Living without my budget last month was me just taking shot in the dark after shot in the dark. Who knows where I would have ended up? With my budget, I’m making active decisions, even if they might not be the best for me.

Budget Island

Another mistake I made is that I stepped away from my instincts and made a large-ish mid-month payment on my credit card instead of my credit line. After some feedback I received on my LAST POST, I thought I might try to pay down a little bit on the card this month to lower the interest I owe.

When my budget went out the door and bills were charged to my credit card, I definitely didn’t pay them back with money from my chequing. They just sat on my card. So my credit card balance is the same as it was last month, even though I had intended on making a payment.
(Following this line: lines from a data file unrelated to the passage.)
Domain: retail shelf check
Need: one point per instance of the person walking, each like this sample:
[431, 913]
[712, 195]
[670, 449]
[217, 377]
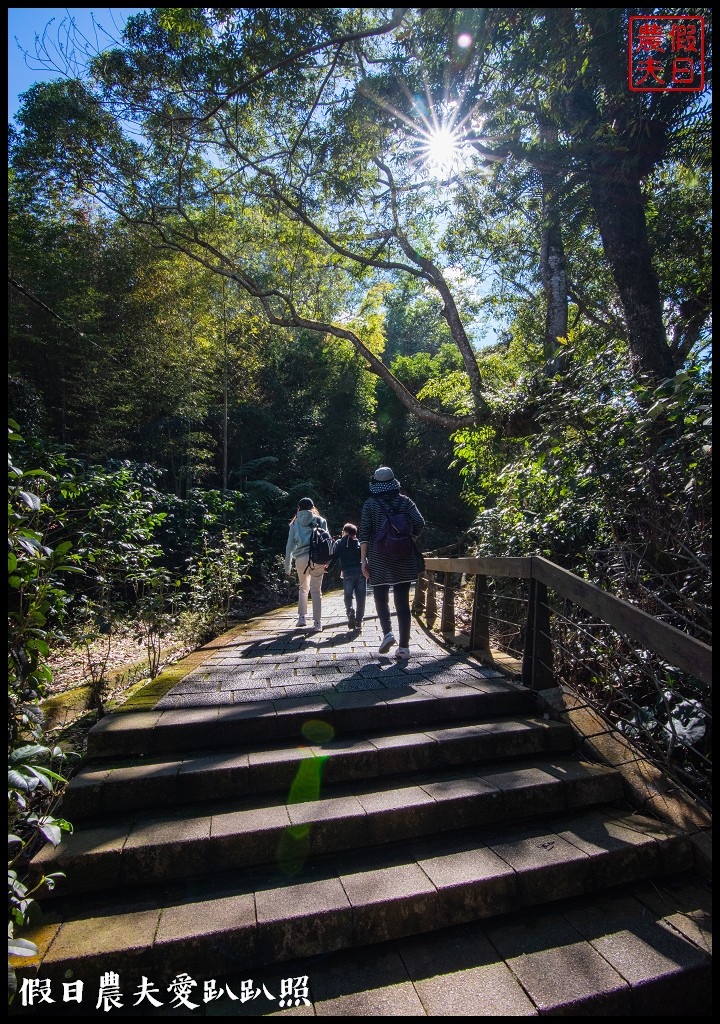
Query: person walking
[298, 548]
[347, 552]
[396, 569]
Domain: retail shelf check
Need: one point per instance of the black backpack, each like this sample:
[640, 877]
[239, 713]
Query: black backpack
[394, 539]
[321, 550]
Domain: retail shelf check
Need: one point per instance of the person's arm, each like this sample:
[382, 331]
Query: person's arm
[289, 550]
[366, 535]
[364, 559]
[333, 561]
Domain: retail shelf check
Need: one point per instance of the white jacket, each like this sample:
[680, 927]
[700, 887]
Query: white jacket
[299, 536]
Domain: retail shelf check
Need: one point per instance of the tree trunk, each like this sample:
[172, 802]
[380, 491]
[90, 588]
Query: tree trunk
[621, 217]
[552, 263]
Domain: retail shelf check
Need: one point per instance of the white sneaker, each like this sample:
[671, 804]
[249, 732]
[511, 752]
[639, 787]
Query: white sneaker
[387, 641]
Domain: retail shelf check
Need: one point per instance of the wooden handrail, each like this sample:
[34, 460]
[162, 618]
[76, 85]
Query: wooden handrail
[668, 642]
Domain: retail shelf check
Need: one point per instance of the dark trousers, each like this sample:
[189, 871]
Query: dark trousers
[400, 595]
[354, 586]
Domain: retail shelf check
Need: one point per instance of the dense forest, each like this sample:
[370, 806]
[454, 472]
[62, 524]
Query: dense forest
[254, 253]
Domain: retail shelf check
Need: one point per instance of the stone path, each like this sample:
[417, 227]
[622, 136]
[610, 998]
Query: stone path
[269, 657]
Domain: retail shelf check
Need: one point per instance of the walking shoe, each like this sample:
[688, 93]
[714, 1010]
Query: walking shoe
[387, 641]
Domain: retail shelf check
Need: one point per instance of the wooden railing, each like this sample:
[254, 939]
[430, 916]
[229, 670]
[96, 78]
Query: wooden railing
[666, 641]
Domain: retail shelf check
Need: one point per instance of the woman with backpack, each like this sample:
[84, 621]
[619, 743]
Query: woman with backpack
[300, 538]
[389, 523]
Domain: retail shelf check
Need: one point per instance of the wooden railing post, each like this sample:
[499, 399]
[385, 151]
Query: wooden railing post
[431, 603]
[479, 625]
[537, 657]
[448, 619]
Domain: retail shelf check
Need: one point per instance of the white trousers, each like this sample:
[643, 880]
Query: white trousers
[312, 582]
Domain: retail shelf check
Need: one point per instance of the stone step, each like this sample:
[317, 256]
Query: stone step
[643, 950]
[153, 733]
[247, 920]
[224, 836]
[140, 783]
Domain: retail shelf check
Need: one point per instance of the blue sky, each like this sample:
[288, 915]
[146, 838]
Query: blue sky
[26, 23]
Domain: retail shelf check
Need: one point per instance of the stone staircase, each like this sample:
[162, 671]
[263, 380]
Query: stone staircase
[425, 851]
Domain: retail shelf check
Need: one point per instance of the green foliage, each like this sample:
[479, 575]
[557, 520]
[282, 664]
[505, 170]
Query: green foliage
[616, 485]
[214, 579]
[37, 604]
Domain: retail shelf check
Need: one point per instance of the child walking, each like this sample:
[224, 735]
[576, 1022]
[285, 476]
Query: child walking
[347, 552]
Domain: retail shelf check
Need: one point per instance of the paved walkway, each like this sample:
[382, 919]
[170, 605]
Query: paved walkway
[269, 657]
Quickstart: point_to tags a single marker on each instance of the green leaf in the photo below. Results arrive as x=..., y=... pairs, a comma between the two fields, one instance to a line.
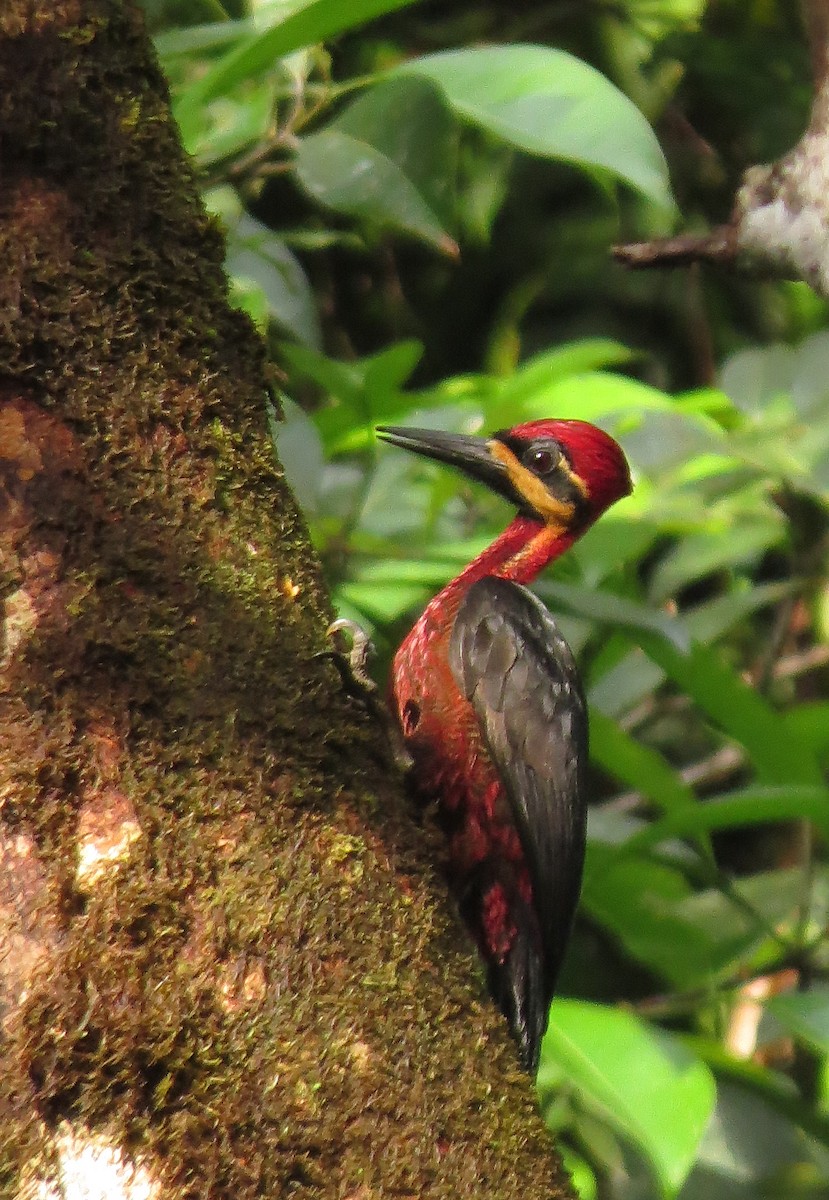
x=739, y=711
x=648, y=1085
x=613, y=610
x=637, y=766
x=313, y=23
x=775, y=1090
x=635, y=677
x=257, y=255
x=550, y=103
x=805, y=1014
x=409, y=123
x=352, y=177
x=748, y=807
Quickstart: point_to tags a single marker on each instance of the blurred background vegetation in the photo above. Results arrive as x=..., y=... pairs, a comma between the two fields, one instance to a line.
x=419, y=201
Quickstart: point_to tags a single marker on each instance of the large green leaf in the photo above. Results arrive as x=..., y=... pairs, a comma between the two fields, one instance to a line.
x=550, y=103
x=647, y=1084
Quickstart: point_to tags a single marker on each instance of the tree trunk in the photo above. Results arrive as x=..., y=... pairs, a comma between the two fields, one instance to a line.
x=226, y=965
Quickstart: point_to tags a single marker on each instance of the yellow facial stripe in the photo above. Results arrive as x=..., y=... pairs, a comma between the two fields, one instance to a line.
x=532, y=489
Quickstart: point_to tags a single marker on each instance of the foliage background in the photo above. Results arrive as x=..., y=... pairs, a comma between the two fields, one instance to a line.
x=425, y=238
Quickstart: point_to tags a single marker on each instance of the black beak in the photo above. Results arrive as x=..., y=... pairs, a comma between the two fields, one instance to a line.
x=468, y=454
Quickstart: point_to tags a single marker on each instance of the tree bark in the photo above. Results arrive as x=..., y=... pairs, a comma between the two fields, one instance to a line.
x=227, y=966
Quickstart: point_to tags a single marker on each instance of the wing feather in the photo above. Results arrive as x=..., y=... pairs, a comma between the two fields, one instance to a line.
x=518, y=673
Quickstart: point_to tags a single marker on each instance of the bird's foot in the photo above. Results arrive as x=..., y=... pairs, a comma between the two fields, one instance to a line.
x=352, y=664
x=352, y=660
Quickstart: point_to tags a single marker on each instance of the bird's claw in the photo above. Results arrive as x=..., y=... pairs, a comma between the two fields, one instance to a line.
x=350, y=660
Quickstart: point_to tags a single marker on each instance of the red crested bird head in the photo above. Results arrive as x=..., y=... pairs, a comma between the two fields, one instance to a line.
x=560, y=473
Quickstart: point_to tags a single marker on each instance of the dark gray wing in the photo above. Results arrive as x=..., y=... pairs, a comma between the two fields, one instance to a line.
x=512, y=664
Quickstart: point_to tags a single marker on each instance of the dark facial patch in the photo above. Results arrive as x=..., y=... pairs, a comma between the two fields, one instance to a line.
x=550, y=462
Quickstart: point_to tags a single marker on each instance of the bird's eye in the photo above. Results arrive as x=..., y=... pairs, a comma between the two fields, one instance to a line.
x=540, y=459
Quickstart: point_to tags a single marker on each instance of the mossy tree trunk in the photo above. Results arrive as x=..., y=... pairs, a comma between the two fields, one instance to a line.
x=226, y=966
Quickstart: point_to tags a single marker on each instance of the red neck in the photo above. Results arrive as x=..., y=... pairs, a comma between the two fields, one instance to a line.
x=523, y=550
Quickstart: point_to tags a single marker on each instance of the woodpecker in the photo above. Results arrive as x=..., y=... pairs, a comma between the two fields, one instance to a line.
x=491, y=708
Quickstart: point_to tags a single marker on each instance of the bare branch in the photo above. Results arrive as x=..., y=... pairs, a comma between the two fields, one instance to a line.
x=780, y=222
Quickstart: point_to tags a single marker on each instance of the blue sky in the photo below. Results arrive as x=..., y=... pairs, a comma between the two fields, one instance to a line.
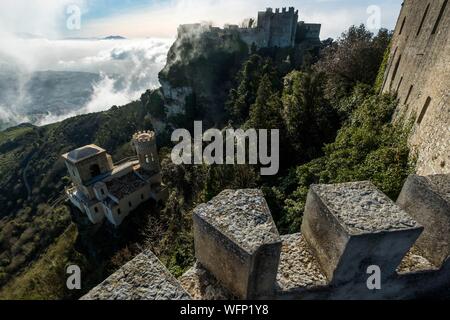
x=160, y=18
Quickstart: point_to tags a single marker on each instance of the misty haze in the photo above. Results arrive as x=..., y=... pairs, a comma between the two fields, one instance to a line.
x=58, y=79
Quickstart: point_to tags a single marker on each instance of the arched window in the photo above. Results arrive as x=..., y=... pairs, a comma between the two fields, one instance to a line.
x=94, y=170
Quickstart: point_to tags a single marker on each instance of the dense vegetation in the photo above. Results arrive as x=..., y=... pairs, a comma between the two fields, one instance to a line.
x=334, y=127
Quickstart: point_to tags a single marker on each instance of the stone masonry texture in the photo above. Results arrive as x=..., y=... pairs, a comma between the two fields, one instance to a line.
x=419, y=72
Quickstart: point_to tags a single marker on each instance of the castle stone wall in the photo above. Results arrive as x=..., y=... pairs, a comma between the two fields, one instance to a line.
x=236, y=239
x=419, y=72
x=143, y=278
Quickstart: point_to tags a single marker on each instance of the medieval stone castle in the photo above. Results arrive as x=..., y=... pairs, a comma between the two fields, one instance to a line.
x=419, y=73
x=349, y=230
x=279, y=28
x=102, y=189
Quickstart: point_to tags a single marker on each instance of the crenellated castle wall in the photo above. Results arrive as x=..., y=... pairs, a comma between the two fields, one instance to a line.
x=348, y=229
x=419, y=72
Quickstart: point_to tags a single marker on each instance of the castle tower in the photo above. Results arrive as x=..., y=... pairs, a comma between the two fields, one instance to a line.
x=145, y=145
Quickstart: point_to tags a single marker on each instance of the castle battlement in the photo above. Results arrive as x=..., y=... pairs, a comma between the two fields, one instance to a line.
x=101, y=189
x=418, y=72
x=280, y=28
x=347, y=230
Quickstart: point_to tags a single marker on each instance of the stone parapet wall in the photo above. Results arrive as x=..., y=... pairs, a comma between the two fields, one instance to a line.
x=347, y=228
x=419, y=73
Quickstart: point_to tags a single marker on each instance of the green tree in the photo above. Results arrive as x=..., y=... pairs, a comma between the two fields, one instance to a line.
x=355, y=57
x=310, y=120
x=265, y=113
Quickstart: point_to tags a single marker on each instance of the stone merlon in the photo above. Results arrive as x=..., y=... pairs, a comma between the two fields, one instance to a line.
x=346, y=229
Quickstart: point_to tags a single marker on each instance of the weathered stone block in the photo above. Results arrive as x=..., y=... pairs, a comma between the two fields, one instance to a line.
x=351, y=226
x=427, y=200
x=143, y=278
x=237, y=241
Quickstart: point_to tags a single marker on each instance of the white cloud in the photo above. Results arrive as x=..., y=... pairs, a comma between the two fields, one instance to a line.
x=127, y=68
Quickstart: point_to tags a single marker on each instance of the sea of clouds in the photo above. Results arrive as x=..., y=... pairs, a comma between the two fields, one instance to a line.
x=126, y=69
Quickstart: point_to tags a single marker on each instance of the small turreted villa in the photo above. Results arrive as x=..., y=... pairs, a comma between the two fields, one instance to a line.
x=103, y=189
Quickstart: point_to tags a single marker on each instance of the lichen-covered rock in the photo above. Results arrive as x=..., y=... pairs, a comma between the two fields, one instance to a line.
x=237, y=241
x=143, y=278
x=242, y=215
x=298, y=267
x=351, y=226
x=201, y=285
x=363, y=209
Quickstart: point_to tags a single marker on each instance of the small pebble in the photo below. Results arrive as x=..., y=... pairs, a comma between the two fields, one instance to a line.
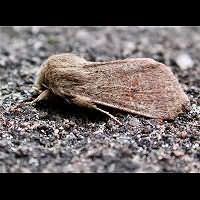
x=184, y=61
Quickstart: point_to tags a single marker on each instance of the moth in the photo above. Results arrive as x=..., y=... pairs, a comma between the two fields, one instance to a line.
x=139, y=86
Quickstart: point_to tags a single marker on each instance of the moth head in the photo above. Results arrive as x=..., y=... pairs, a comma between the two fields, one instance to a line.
x=56, y=61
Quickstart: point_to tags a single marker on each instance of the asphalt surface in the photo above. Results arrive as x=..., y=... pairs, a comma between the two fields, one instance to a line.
x=55, y=137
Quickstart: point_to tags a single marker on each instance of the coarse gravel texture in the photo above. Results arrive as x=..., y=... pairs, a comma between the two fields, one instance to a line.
x=55, y=137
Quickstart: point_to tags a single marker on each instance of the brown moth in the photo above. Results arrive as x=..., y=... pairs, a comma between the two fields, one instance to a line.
x=140, y=86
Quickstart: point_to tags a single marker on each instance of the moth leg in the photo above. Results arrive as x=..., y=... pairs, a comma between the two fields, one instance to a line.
x=86, y=102
x=44, y=95
x=107, y=113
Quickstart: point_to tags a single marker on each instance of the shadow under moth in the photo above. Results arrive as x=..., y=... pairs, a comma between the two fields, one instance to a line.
x=140, y=86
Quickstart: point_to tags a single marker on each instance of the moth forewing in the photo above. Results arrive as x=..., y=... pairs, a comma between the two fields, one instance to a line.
x=140, y=86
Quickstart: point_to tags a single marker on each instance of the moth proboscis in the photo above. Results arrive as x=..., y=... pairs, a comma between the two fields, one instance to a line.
x=140, y=86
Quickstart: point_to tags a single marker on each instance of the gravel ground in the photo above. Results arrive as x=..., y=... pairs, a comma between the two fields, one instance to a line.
x=54, y=137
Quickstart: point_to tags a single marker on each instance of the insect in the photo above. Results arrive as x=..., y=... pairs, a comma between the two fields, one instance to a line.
x=140, y=86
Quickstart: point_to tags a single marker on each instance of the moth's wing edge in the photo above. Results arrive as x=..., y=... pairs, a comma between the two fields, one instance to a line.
x=126, y=109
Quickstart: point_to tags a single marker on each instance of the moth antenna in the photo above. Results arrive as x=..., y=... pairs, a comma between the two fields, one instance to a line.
x=107, y=113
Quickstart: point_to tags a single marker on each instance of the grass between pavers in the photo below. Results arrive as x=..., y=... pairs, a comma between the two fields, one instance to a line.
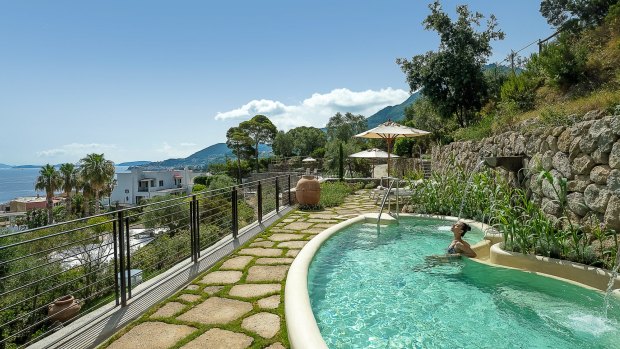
x=234, y=326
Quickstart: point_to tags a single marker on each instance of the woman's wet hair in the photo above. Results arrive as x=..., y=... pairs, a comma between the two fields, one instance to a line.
x=466, y=228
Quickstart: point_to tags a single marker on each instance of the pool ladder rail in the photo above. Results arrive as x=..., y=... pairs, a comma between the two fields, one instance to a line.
x=386, y=196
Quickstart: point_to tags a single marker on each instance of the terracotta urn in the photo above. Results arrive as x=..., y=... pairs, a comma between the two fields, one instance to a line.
x=308, y=191
x=63, y=309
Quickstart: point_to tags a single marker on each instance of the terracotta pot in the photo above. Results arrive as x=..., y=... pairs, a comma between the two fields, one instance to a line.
x=308, y=191
x=63, y=309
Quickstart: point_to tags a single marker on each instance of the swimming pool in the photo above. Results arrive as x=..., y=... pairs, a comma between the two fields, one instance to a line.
x=372, y=288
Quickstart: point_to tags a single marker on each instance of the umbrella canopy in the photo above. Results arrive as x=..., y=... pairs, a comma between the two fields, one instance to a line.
x=373, y=153
x=390, y=131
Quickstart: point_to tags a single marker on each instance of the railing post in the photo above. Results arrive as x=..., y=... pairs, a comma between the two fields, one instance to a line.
x=192, y=236
x=289, y=190
x=197, y=225
x=277, y=196
x=259, y=194
x=121, y=255
x=128, y=258
x=235, y=221
x=114, y=239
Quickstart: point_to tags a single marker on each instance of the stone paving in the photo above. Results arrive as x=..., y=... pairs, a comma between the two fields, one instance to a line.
x=239, y=302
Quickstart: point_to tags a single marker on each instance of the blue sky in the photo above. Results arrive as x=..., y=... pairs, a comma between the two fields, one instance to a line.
x=150, y=80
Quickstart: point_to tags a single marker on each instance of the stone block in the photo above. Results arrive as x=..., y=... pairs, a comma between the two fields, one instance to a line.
x=596, y=197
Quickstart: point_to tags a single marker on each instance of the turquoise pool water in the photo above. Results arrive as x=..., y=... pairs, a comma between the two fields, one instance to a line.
x=375, y=289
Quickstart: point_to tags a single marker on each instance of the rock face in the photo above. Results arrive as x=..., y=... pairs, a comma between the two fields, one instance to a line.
x=586, y=154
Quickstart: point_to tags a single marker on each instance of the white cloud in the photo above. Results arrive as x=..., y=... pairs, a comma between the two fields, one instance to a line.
x=180, y=150
x=316, y=110
x=76, y=149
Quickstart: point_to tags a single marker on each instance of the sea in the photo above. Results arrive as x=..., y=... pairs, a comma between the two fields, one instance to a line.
x=19, y=182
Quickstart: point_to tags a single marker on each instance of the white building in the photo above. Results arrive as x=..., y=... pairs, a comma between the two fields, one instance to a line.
x=133, y=187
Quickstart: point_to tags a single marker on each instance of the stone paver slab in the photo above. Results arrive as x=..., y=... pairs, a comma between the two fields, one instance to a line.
x=274, y=261
x=212, y=289
x=236, y=263
x=222, y=277
x=265, y=325
x=142, y=336
x=267, y=273
x=292, y=253
x=270, y=302
x=189, y=297
x=220, y=339
x=284, y=237
x=261, y=252
x=298, y=226
x=216, y=310
x=254, y=290
x=293, y=244
x=168, y=309
x=262, y=244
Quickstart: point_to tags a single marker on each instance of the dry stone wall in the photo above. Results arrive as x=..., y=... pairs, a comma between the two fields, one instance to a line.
x=587, y=154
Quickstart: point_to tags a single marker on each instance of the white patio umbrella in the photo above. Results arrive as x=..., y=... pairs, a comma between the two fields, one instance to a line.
x=389, y=131
x=373, y=153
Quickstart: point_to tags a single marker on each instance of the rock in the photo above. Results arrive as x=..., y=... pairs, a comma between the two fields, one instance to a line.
x=216, y=310
x=142, y=336
x=614, y=156
x=599, y=174
x=564, y=141
x=582, y=164
x=547, y=160
x=551, y=207
x=614, y=124
x=596, y=197
x=578, y=184
x=613, y=181
x=600, y=157
x=577, y=204
x=553, y=143
x=561, y=163
x=265, y=325
x=612, y=214
x=216, y=338
x=588, y=144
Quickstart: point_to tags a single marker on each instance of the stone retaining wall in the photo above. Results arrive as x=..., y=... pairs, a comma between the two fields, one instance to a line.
x=587, y=154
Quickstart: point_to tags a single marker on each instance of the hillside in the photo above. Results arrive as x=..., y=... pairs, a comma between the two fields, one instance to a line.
x=395, y=113
x=211, y=154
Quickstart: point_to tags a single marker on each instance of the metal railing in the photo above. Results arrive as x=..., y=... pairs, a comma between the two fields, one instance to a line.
x=101, y=259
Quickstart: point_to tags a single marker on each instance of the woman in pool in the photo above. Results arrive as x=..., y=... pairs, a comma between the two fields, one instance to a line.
x=458, y=245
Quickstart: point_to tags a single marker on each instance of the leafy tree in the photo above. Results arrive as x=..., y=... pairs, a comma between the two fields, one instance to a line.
x=98, y=172
x=575, y=14
x=69, y=176
x=283, y=144
x=452, y=78
x=344, y=127
x=306, y=140
x=261, y=130
x=50, y=181
x=240, y=143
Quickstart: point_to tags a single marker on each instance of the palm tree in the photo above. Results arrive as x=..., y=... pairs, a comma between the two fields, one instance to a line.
x=69, y=174
x=50, y=181
x=98, y=172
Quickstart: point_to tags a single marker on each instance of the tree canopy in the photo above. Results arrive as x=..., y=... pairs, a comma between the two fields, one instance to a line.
x=452, y=78
x=261, y=130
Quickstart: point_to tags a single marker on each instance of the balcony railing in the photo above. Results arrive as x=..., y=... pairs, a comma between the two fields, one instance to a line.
x=100, y=260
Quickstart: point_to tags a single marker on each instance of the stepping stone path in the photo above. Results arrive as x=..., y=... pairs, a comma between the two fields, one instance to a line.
x=244, y=294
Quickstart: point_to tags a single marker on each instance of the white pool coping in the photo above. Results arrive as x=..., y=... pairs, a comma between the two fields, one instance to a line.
x=303, y=331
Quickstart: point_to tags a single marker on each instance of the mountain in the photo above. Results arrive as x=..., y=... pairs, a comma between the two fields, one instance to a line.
x=395, y=112
x=211, y=154
x=133, y=163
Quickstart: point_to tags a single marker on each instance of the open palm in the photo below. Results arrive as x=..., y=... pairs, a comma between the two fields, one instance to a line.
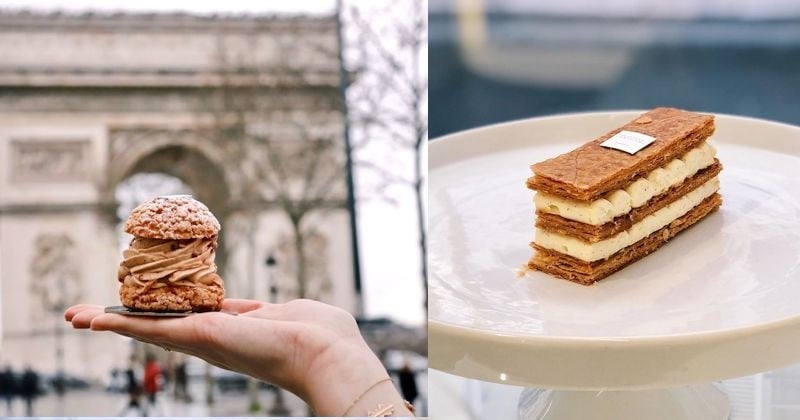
x=303, y=346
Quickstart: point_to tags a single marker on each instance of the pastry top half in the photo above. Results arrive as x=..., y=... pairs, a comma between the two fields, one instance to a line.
x=591, y=171
x=172, y=217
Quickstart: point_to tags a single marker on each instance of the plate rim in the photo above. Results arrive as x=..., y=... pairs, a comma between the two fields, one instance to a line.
x=471, y=358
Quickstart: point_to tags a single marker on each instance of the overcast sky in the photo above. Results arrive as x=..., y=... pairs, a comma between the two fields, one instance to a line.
x=197, y=6
x=388, y=242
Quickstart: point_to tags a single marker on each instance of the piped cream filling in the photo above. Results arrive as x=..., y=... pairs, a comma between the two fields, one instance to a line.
x=621, y=201
x=603, y=249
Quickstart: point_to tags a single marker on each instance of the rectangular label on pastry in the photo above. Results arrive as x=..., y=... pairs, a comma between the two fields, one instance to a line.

This month I’m taking a strong stance on sticking to a budget, and trusting my instincts! Budget ahoy!

Anti deprivation vs sticking to a budget

I’ve definitely talked about how I’m anti-deprivation because I don’t think it’s a sustainable model; HOWEVER, for this month only (since I’ve done a pretty dismal job of paying off debt) I need to add a sprinkle of deprivation into my regular budgeting. I have a contract coming up next month which I’m so, so excited about, but it’s going to pay me less than I would make doing my regular Toronto thing, so I really need to take action.

At my job I receive gratuities, so I will be budgeting everything except my monthly bills (i.e. rent, phone, internet) from my cash income. All other income is going directly to debt. Please note that I am not limiting myself to what I can use that money for – I’m just limiting the amount I allow myself. Hopefully, this will get me back on track for when I start my contract next month.

Until then, my friends, wish me luck!

So, how did I do?

As mentioned, this month I paid off $490 of debt, which puts me at a total of -$10,352.79. I’m REALLY excited to get below the $10,000 mark! In total I’ve paid off $2020.16 so far, which is around 16% of my total debt.